Weisman’s stories of unanticipated legacies of humans describe archives of trauma. While the occasional neutral or celebratory tale of human artistry appears in this book, the overall tone is of violent wounds on bodies, be they microscopic, geological, aquatic or terrestrial. The wounds seem violent in terms of geological time for two reasons. First, when thought through the billions of years of planetary life, the onslaught of these wounds is remarkably sudden. In the case of plastic production occurring in the petrocultural anthropocene, these ecological game-changers have appeared in less than the blink of an eye. Second, these wounds, though sudden are also long-term chronic wounds whose impacts will be felt for tens of thousands of years or more. Humans have become, in the theorizations of Naomi Oreskes  and Dipesh Chakrabarty  “geological agents” with enough power to disturb the very boundary conditions of life on Earth. Whereas conventional environmental frames recognize humans as biological agents, creating impacts on a bodily and localized geographical scale, the notion of geological agency represents a fundamental shift in thinking:
To call human beings geological agents is to scale up our imagination of the human. Humans are biological agents, both collectively and as individuals. They have always been so. There was no point in history when humans were not biological agents. But we can become geological agents only historically and collectively, that is, when we have reached numbers and invented technologies that are on a scale large enough to have an impact on the planet itself. 

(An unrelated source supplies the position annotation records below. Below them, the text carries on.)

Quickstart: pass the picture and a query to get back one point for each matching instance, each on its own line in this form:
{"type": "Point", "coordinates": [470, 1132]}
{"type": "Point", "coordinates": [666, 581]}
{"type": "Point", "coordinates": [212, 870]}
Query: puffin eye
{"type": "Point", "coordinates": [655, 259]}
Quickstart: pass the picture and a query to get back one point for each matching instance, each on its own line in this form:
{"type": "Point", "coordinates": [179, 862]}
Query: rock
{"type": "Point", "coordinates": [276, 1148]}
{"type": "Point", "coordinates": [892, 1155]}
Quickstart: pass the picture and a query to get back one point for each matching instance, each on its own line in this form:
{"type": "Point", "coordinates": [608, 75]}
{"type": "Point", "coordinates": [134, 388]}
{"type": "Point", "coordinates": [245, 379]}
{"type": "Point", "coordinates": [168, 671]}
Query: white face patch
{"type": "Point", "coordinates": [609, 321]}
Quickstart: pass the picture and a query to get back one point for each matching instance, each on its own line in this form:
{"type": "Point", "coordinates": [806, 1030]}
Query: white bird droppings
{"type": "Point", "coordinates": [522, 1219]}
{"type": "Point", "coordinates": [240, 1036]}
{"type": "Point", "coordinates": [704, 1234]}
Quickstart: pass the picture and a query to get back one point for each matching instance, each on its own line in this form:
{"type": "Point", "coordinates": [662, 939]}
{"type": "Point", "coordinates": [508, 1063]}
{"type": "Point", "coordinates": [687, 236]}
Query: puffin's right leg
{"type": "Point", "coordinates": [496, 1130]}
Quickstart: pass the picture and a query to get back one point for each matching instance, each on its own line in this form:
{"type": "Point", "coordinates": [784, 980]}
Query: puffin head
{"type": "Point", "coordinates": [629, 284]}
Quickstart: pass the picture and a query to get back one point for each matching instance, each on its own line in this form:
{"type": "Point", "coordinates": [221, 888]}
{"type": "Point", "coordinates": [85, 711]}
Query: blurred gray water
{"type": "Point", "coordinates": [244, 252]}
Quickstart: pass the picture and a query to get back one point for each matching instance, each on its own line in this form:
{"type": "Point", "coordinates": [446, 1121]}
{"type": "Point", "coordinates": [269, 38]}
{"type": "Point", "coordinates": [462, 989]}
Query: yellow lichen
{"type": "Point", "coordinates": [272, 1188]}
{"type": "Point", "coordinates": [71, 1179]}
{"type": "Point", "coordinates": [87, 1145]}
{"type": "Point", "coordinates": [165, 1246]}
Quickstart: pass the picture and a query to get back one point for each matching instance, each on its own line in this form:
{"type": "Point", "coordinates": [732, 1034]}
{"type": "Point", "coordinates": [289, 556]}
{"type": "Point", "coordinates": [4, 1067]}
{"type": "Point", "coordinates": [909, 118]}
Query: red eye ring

Chakrabarty reads this intensified and scaled-up species agency through the climate impacts of ‘civilizing’ forces enabled by fossil fuels. Whereas, atmospheric results of fossil fuels tend to be given more attention due to the felt rapidity of effects on climate, Weisman’s account of oceanic effects of the petrochemical plastic industry also merits attention. Given the amount of planetary space covered by oceans, these archives of plastic also confirm human geological agency. This is, once again a paradoxical situation in which humans are recognized both as geological agents, and as part of a greater network of agents that are disturbing an idealized kind of agency that centres on human intentionality. While intentional human technological engagements focus on progressive improvements in everything from human health to extra-planetary knowledge, a larger than human archive situates these materially embodied traumas as part and parcel of the celebrated story of human ingenuity.

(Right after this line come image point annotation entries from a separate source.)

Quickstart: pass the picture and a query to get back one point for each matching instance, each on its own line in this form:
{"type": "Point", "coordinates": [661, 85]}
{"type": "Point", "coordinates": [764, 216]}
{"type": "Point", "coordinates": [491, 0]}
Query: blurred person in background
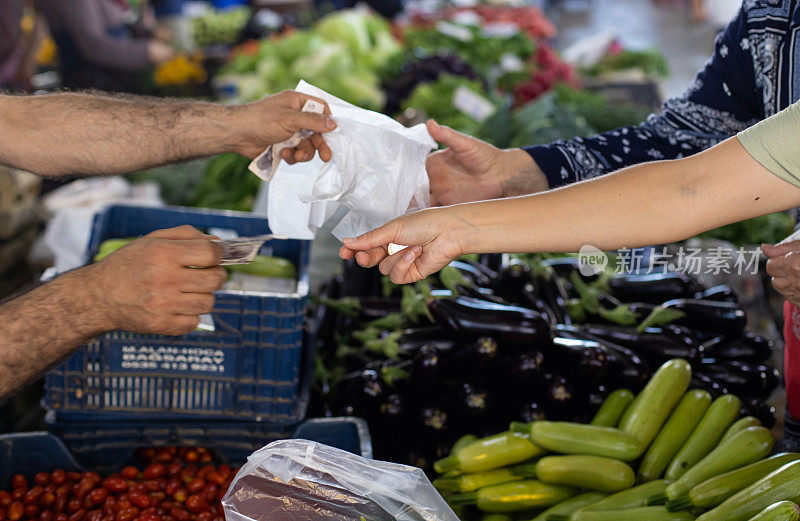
{"type": "Point", "coordinates": [160, 283]}
{"type": "Point", "coordinates": [17, 46]}
{"type": "Point", "coordinates": [106, 44]}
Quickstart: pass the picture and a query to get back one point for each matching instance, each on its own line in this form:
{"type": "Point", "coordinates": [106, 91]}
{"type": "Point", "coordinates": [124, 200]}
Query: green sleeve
{"type": "Point", "coordinates": [775, 143]}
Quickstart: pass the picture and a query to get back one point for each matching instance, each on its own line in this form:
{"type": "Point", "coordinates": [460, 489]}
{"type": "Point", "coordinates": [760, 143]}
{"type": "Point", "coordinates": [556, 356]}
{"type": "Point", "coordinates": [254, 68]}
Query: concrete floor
{"type": "Point", "coordinates": [637, 23]}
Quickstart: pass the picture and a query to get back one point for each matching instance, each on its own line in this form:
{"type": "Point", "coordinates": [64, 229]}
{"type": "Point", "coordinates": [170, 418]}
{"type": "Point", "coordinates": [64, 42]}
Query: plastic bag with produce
{"type": "Point", "coordinates": [292, 480]}
{"type": "Point", "coordinates": [377, 173]}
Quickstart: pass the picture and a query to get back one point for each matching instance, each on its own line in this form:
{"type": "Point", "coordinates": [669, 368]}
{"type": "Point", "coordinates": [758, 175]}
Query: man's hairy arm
{"type": "Point", "coordinates": [45, 325]}
{"type": "Point", "coordinates": [62, 134]}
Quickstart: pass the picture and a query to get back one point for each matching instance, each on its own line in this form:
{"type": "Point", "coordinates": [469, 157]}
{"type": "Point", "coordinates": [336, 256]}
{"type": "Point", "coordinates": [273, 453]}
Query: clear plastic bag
{"type": "Point", "coordinates": [377, 173]}
{"type": "Point", "coordinates": [300, 480]}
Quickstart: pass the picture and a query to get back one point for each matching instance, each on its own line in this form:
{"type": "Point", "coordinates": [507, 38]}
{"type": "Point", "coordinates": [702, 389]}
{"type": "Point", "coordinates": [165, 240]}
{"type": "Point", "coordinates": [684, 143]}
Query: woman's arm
{"type": "Point", "coordinates": [647, 204]}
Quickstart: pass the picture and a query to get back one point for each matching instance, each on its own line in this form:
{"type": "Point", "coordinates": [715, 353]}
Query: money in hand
{"type": "Point", "coordinates": [242, 250]}
{"type": "Point", "coordinates": [265, 165]}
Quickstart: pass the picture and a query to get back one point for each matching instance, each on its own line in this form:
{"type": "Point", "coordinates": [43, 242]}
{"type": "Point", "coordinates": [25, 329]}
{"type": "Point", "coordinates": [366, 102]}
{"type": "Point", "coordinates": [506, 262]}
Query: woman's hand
{"type": "Point", "coordinates": [434, 238]}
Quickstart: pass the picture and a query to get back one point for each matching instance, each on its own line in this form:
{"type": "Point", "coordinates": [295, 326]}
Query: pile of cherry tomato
{"type": "Point", "coordinates": [176, 484]}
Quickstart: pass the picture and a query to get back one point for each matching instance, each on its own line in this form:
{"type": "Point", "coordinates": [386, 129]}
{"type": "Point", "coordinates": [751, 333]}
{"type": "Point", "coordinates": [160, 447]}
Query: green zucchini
{"type": "Point", "coordinates": [714, 491]}
{"type": "Point", "coordinates": [562, 511]}
{"type": "Point", "coordinates": [652, 407]}
{"type": "Point", "coordinates": [515, 497]}
{"type": "Point", "coordinates": [740, 425]}
{"type": "Point", "coordinates": [783, 484]}
{"type": "Point", "coordinates": [743, 448]}
{"type": "Point", "coordinates": [474, 481]}
{"type": "Point", "coordinates": [632, 498]}
{"type": "Point", "coordinates": [490, 453]}
{"type": "Point", "coordinates": [633, 514]}
{"type": "Point", "coordinates": [719, 416]}
{"type": "Point", "coordinates": [587, 472]}
{"type": "Point", "coordinates": [577, 438]}
{"type": "Point", "coordinates": [781, 511]}
{"type": "Point", "coordinates": [613, 408]}
{"type": "Point", "coordinates": [674, 434]}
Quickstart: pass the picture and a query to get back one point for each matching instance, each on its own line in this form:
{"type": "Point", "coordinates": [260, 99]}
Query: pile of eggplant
{"type": "Point", "coordinates": [487, 341]}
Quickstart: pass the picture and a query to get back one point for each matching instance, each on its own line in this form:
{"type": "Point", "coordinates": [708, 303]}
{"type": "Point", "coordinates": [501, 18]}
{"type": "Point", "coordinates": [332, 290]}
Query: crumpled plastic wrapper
{"type": "Point", "coordinates": [300, 480]}
{"type": "Point", "coordinates": [377, 173]}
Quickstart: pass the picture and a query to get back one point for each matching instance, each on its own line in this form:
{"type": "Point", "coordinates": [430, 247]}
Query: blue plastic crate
{"type": "Point", "coordinates": [31, 452]}
{"type": "Point", "coordinates": [253, 367]}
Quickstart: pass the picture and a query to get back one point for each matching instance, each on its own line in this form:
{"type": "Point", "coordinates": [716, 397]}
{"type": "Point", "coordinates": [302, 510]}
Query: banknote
{"type": "Point", "coordinates": [242, 250]}
{"type": "Point", "coordinates": [265, 165]}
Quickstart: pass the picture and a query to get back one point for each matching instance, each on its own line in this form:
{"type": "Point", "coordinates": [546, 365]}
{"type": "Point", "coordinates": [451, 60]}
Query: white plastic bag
{"type": "Point", "coordinates": [300, 480]}
{"type": "Point", "coordinates": [377, 174]}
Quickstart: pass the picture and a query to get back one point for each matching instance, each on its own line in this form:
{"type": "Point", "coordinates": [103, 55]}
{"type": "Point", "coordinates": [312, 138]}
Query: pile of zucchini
{"type": "Point", "coordinates": [668, 454]}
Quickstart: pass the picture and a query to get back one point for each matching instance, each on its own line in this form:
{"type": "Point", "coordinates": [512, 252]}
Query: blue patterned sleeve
{"type": "Point", "coordinates": [722, 100]}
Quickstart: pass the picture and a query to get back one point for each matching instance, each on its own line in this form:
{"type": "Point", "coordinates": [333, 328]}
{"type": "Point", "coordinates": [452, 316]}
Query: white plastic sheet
{"type": "Point", "coordinates": [300, 480]}
{"type": "Point", "coordinates": [377, 174]}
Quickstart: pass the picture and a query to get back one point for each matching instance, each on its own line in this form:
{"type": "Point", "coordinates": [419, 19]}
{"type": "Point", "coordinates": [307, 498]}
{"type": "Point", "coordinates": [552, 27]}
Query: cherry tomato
{"type": "Point", "coordinates": [58, 477]}
{"type": "Point", "coordinates": [130, 473]}
{"type": "Point", "coordinates": [77, 515]}
{"type": "Point", "coordinates": [154, 470]}
{"type": "Point", "coordinates": [15, 511]}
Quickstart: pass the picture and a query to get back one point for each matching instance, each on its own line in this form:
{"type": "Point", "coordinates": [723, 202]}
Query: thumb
{"type": "Point", "coordinates": [376, 238]}
{"type": "Point", "coordinates": [448, 137]}
{"type": "Point", "coordinates": [779, 250]}
{"type": "Point", "coordinates": [319, 123]}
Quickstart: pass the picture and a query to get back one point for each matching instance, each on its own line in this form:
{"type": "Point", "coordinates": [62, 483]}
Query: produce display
{"type": "Point", "coordinates": [180, 484]}
{"type": "Point", "coordinates": [699, 462]}
{"type": "Point", "coordinates": [475, 347]}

Weisman’s account suggests the traumas of this archive are not only embodied and material, but also psychic or emotional and shared at a societal level. The World Without Us is among other things, a cultural repository of archival feelings of trauma, both present and anticipated. Ann Cvetkovich suggestively evokes an “archive of feelings” as “an exploration of cultural texts as repositories of feelings and emotions not only in the content of the texts themselves but in the practices that surround their production and reception.”  The popular reception of the Weisman book, its translations, multi-media and a proposed science fiction film based on its premise alludes to a widely-shared sense of human ephemerality. A History Channel documentary series entitled Life After People (2009) follows a similar trajectory of thought beginning with the vanishing human species.  This sense of ephemerality enables an imaginary space of archiving the human species itself. While this might seem a melancholic state of affairs, describing a debilitating form of “species anxiety,”  a public archive of anticipated trauma such as this may also inform a political call to act on potential other futures that do not follow the paths of what is currently present. This is not to suggest that humans reject their own individual and collective finitude, but rather to evoke a longitudinal form of speculation that has implications on present ways of living. Weisman’s account especially brings into view this speculative nature at the heart of any archive. Archives anticipate a future community who will likely read the “facts” in various ways. Even at the outset of collecting what is to become an archive, a certain narrative is created. Selections are made, certain things are memorialized, others forgotten. Archives are thus empirically unstable, part fact part fiction, always a synthesis of the two. As Weisman’s account is based on careful research of his own and of the many experts integral to the book, it is on the one hand, a kind of archival documentary of past and present material states and transformations; on the other hand, its future projections are avowedly speculative. Weisman shows that archives can be made and re-made, and that they are not dependent entirely on human actors, but are part of a larger network.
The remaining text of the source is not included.